She glanced hurriedly around her, "To—to find me," she said incredulously.

"Sartain! That ez, I was goin' to ask about ye,—goin' to ask about ye at the convent."

"At the convent?" she echoed with a frightened amazement.

"Yes, why, Lordy Sade—don't you see? You thought I was dead, and I thought you was dead,—that's what's the matter. But I never reckoned that you'd think me dead until Chivers allowed that it must be so."

Her face whitened in the moonlight "Chivers?" she said blankly.

"In course; but nat'rally you don't know him, honey. He only saw you onc't. But it was along o' that, Sade, that he told me he reckoned you wasn't dead, and told me how to find you. He was mighty kind and consarned about it, and he even allowed I'd better slip off to you this very night."

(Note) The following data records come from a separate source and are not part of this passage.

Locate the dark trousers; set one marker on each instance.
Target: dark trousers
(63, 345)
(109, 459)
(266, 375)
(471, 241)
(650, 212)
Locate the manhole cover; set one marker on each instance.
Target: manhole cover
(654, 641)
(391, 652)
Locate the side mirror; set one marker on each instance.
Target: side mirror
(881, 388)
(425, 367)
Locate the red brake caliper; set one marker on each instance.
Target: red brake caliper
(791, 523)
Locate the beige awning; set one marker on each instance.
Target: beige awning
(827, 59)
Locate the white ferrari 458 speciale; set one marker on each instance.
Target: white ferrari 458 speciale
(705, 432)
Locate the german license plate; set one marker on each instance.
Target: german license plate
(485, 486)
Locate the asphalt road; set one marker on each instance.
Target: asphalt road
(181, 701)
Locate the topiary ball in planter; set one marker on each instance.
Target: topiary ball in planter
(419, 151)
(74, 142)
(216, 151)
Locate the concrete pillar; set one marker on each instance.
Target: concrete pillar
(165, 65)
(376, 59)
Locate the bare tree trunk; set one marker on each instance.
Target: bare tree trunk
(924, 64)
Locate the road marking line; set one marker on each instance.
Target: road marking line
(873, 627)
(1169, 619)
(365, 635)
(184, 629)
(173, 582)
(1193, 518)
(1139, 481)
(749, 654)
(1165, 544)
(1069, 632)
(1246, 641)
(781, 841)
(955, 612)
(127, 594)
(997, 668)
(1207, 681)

"Chivers," she repeated, gazing at her husband with bloodless lips.

"Yes, an awful purty-spoken man. Ye'll have to get to know him Sade. He's here with some of his folks az hez got inter trouble—I'm forgettin' to tell ye. You see"—

"Yes, yes, yes!" she interrupted hysterically; "and this is the Mill?"

"Yes, lovey, the Mill—my mill—YOUR mill—the house I built for you, dear. I'd show it to you now, but you see, Sade, I'm out here standin' guard."